Our spaceflight data further indicate that several genes whose expression patterns are important for wing vein patterning are altered at different stages of development during spaceflight. While genomic data from the prepupal stage are not available, and the prepupae is thought to be a phenocritical stage for wing vein patterning, data from spaceflight returned adult flies and late third instar larvae indicate changes in expression of key components of the Hedgehog, EGF, and related pathways. Therefore, it is possible that in future spaceflight missions different wild type and sensitized mutant background lines could be flown to investigate the use of altered wing venation in offspring developed in space as a phenotypic measure/readout by VESGEN of spaceflight-induced stress. The VESGEN software will allow a careful analysis of the response of Drosophila wing venation to space environments and other factors, such as space radiation, since these effects have not yet been systematically mapped and quantified. Other interesting software measures wing venation landmarks and wing shape related to sexual dimorphism (Kunkel and Bettencourt, 2011) or Drosophilid species (Houle et al., 2003). The VESGEN approach is distinguished by an automated, insightful grouping of vascular characteristics that have been used extensively to map other similar patterns.
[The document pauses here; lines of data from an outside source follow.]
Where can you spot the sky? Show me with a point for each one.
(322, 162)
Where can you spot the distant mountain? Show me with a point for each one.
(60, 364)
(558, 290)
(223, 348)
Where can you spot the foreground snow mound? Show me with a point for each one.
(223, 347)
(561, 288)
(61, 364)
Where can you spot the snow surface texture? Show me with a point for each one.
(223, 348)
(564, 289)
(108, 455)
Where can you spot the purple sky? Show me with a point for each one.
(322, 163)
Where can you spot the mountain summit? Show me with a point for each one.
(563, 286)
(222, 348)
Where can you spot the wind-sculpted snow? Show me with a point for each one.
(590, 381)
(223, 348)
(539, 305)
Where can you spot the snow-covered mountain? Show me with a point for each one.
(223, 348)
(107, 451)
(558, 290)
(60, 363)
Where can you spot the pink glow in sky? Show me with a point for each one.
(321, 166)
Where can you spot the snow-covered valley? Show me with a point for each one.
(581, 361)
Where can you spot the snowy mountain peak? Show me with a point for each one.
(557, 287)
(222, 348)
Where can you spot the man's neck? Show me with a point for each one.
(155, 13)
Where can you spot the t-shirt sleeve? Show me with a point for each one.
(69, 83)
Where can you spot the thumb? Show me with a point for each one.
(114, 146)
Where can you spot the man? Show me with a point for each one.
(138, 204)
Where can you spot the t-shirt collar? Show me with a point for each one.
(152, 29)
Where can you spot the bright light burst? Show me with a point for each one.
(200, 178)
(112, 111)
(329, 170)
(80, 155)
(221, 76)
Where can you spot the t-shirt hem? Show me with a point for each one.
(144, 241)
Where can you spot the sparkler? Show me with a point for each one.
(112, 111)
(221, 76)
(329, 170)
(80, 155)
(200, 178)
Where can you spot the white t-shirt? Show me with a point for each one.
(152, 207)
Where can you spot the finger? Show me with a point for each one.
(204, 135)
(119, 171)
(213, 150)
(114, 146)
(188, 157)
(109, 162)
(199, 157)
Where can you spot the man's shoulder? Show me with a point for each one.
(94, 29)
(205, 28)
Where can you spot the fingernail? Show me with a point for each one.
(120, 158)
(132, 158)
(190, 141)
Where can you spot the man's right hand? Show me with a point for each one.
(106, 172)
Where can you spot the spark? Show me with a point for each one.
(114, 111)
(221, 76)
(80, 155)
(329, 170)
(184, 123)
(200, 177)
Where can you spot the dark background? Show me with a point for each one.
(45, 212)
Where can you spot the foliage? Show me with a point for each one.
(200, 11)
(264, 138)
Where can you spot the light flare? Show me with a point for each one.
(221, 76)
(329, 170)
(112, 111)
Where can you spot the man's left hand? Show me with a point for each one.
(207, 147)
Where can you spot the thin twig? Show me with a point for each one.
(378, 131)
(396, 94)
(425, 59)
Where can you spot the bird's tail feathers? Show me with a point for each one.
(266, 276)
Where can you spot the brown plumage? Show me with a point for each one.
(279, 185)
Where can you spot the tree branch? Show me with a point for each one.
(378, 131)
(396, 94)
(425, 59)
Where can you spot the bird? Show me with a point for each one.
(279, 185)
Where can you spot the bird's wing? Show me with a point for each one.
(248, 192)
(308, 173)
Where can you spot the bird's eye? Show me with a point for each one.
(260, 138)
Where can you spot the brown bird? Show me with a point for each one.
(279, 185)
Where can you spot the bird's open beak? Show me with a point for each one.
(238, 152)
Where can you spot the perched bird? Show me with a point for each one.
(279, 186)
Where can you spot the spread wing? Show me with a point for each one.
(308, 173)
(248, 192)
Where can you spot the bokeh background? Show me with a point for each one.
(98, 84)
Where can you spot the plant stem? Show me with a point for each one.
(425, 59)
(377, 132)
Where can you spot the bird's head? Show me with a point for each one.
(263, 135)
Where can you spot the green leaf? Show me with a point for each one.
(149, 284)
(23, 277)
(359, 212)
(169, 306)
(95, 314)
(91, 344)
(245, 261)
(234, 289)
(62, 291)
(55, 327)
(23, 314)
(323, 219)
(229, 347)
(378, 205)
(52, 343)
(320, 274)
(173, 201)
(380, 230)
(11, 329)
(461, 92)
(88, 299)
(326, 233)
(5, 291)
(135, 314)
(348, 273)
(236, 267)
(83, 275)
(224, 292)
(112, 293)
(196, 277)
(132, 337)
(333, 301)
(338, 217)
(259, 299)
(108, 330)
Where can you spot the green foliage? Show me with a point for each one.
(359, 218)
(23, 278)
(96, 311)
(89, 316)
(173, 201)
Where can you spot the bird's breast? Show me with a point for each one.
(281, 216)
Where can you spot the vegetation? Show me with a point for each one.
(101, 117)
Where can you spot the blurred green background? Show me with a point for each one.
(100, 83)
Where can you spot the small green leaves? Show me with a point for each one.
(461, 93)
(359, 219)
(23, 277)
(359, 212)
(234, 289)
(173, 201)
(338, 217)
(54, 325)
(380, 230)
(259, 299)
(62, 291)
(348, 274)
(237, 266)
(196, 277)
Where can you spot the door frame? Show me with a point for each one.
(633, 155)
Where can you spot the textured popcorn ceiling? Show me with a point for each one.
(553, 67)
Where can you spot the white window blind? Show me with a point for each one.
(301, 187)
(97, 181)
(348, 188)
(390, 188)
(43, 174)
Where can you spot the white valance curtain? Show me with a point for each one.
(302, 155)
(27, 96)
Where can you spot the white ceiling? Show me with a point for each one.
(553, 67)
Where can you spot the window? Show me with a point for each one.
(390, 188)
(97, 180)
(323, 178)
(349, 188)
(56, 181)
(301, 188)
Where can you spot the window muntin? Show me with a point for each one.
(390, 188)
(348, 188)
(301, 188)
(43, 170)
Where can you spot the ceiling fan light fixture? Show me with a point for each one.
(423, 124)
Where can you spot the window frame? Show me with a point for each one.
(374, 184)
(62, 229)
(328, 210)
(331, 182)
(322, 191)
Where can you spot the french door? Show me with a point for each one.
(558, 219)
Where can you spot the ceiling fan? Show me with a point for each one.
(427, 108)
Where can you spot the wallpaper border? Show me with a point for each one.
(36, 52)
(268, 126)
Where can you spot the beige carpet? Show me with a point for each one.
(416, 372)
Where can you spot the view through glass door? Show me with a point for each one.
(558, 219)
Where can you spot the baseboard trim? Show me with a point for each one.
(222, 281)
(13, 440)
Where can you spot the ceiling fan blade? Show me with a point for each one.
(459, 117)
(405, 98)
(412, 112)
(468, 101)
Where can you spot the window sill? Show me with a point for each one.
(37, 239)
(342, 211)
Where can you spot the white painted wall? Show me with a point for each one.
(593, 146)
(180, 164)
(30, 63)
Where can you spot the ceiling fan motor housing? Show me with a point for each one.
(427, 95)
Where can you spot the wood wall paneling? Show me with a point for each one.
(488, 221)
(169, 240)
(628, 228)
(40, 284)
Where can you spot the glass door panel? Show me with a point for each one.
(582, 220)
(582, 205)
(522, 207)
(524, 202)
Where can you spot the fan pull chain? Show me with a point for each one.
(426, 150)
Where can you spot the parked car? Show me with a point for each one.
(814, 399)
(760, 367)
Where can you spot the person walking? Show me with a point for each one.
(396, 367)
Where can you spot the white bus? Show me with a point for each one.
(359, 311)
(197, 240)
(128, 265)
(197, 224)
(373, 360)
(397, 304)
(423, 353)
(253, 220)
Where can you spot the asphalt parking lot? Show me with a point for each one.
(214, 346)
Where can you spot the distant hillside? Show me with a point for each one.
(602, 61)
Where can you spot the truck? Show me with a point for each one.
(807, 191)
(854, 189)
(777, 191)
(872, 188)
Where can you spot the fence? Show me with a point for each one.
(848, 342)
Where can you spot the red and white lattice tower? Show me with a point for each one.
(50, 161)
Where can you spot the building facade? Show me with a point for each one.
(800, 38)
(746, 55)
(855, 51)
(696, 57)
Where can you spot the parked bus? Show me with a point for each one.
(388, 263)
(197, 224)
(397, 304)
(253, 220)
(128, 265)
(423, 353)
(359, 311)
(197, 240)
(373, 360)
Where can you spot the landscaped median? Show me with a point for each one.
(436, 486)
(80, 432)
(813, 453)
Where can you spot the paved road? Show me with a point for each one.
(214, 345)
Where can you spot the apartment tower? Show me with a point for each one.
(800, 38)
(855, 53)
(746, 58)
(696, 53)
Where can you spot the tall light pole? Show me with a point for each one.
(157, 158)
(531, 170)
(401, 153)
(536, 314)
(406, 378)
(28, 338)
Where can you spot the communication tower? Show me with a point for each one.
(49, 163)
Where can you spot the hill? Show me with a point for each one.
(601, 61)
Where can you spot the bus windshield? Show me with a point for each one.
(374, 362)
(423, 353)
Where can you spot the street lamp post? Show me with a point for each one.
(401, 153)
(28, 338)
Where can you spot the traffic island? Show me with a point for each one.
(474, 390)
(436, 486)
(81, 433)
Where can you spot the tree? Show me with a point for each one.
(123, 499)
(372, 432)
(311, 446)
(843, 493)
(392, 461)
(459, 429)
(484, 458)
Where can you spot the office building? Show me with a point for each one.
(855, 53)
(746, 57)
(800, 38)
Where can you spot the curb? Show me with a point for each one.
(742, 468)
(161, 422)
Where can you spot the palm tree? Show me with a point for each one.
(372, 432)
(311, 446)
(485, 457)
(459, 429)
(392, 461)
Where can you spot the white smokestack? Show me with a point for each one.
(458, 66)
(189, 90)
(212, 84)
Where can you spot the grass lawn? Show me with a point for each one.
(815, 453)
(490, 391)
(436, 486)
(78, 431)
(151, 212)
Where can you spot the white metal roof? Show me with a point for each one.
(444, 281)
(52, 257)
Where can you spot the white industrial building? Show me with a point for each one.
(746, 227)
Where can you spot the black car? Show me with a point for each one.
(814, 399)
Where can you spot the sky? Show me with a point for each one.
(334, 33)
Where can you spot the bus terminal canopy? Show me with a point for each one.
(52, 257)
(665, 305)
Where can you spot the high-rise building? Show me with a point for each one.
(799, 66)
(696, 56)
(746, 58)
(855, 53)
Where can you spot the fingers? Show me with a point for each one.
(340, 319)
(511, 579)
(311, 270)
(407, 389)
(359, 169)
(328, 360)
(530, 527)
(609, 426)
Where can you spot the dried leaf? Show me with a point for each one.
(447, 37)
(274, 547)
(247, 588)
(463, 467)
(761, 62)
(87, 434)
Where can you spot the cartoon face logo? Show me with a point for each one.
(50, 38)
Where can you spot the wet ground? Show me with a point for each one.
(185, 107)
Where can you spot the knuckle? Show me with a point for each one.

Previously perturbed vascular patterns mapped by VESGEN include: mouse coronary and intestinal vessels (Liu et al., 2009; Parsons-Wingerter and Reinecker, 2012; Vickerman et al., 2009), Arabidopsis leaf venation (Parsons-Wingerter et al., 2014), the avian chorioallantoic membrane (Vickerman et al., 2009), and the human and mouse retinas (Parsons-Wingerter et al., 2010; Vickerman et al., 2009). We propose that VESGEN mappings of healthy or pathological adaptations in vascular patterning to space environmental factors by major genetic organisms, such as Drosophila, offer sensitive, quantifiable phenotypic read-outs that help to integrate the many molecular signals generated by complex, interacting genetic pathways. Furthermore, analysis by VESGEN of the response of wing venation patterning in the Drosophila model to various types of terrestrial environmental stressors, as well as studies of different genetic mutants, can be useful for terrestrial research on developmental, environmental, and other biomedical applications.